Cummins est aujourd'hui un photographe d'aventure professionnel indépendant. Elle est payée par des clients tels que Google, REI, Patagonia, The North Face et le magazine Climbing pour photographier des athlètes professionnels de plein air et d’aventure - en Inde, au Groenland, en Antarctique et dans le monde entier. Elle a également récemment été le visage de la campagne Google Pixelbook.
L'une de ses tâches préférées consistait à documenter son amie Katie Bono sur une montée rapide de Denali, la plus haute montagne d'Amérique du Nord. Le temps de montée moyen est de 21 jours. Bono l'a fait en 21 heures.
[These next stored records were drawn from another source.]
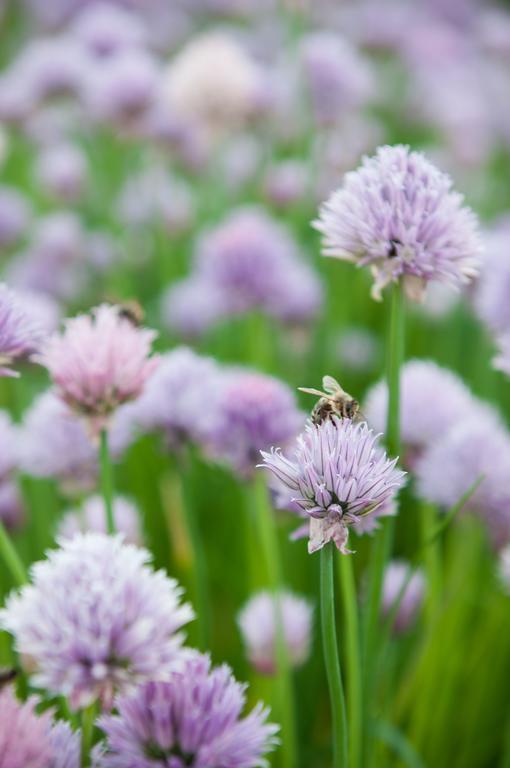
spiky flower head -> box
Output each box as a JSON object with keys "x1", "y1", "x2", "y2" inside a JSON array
[
  {"x1": 238, "y1": 592, "x2": 313, "y2": 675},
  {"x1": 38, "y1": 304, "x2": 158, "y2": 434},
  {"x1": 261, "y1": 417, "x2": 405, "y2": 554},
  {"x1": 0, "y1": 533, "x2": 193, "y2": 708},
  {"x1": 95, "y1": 653, "x2": 278, "y2": 768},
  {"x1": 206, "y1": 368, "x2": 304, "y2": 476},
  {"x1": 314, "y1": 145, "x2": 481, "y2": 301},
  {"x1": 0, "y1": 283, "x2": 43, "y2": 376},
  {"x1": 58, "y1": 495, "x2": 143, "y2": 545},
  {"x1": 381, "y1": 560, "x2": 425, "y2": 632},
  {"x1": 0, "y1": 688, "x2": 80, "y2": 768}
]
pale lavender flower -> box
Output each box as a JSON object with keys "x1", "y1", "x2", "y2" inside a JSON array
[
  {"x1": 134, "y1": 347, "x2": 220, "y2": 448},
  {"x1": 71, "y1": 2, "x2": 147, "y2": 57},
  {"x1": 237, "y1": 592, "x2": 313, "y2": 675},
  {"x1": 0, "y1": 185, "x2": 30, "y2": 248},
  {"x1": 20, "y1": 390, "x2": 98, "y2": 493},
  {"x1": 206, "y1": 368, "x2": 305, "y2": 476},
  {"x1": 0, "y1": 283, "x2": 44, "y2": 376},
  {"x1": 363, "y1": 360, "x2": 495, "y2": 467},
  {"x1": 415, "y1": 412, "x2": 510, "y2": 548},
  {"x1": 99, "y1": 653, "x2": 278, "y2": 768},
  {"x1": 57, "y1": 496, "x2": 143, "y2": 546},
  {"x1": 498, "y1": 544, "x2": 510, "y2": 594},
  {"x1": 12, "y1": 35, "x2": 90, "y2": 103},
  {"x1": 261, "y1": 418, "x2": 405, "y2": 554},
  {"x1": 0, "y1": 480, "x2": 26, "y2": 531},
  {"x1": 381, "y1": 560, "x2": 425, "y2": 632},
  {"x1": 161, "y1": 275, "x2": 229, "y2": 339},
  {"x1": 36, "y1": 144, "x2": 87, "y2": 202},
  {"x1": 38, "y1": 304, "x2": 158, "y2": 433},
  {"x1": 82, "y1": 48, "x2": 159, "y2": 128},
  {"x1": 314, "y1": 145, "x2": 481, "y2": 301},
  {"x1": 0, "y1": 688, "x2": 52, "y2": 768},
  {"x1": 194, "y1": 207, "x2": 322, "y2": 322},
  {"x1": 0, "y1": 533, "x2": 193, "y2": 708},
  {"x1": 162, "y1": 32, "x2": 264, "y2": 140},
  {"x1": 301, "y1": 32, "x2": 374, "y2": 124}
]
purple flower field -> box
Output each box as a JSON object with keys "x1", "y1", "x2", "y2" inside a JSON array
[{"x1": 0, "y1": 0, "x2": 510, "y2": 768}]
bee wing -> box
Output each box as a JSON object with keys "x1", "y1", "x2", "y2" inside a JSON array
[
  {"x1": 298, "y1": 387, "x2": 324, "y2": 397},
  {"x1": 322, "y1": 376, "x2": 343, "y2": 395}
]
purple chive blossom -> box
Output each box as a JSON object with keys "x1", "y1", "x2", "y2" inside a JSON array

Ne vous y trompez pas: maintenant qu'elle est complètement guérie, Cummins continue à grimper. Et même si elle ne se considère pas comme une athlète professionnelle, elle est vachement bonne. Après tout, elle doit être capable de suivre ses sujets.
Cependant, elle n'est pas aussi rapide que Bono. Ainsi, pour le tournage de Denali, elle a pris des photos de Bono pendant son acclimatation - en s'habituant à l'altitude - en voyageant et en se reposant sur les sites de camping. Et, bien sûr, elle a également capturé des paysages à couper le souffle.
Cummins pense que son succès en tant que photographe est en partie dû au fait qu’elle est une femme. «Quand j'ai commencé, explique-t-elle, il y avait très peu de femmes photographes dans l'escalade. Donc, être une femme tirant sur d'autres femmes était un énorme avantage pour avoir un pied dans la porte. "
La leçon à tirer de son histoire n’est pas que vous devez vous blesser pour trébucher dans la carrière de vos rêves. C’est que vous devez apprendre à transformer un revers en retour, comme c’est exactement ce que Cummins a fait.
«À ce stade de ma vie», partage Cummins, «je ne peux pas imaginer faire autre chose.»
Pour ceux d'entre vous qui veulent suivre ses traces et faire de la photographie une carrière, Cummins prévient que c'est un chemin difficile à suivre. Mais cela ne signifie pas que vous ne devriez pas le faire.
«Lorsque vous vous sentez comme si vous aviez fait le mauvais choix ou si vous vous sentiez découragé, souvenez-vous que nous avons tous ce sentiment, même les photographes les plus performants, et que nous continuons.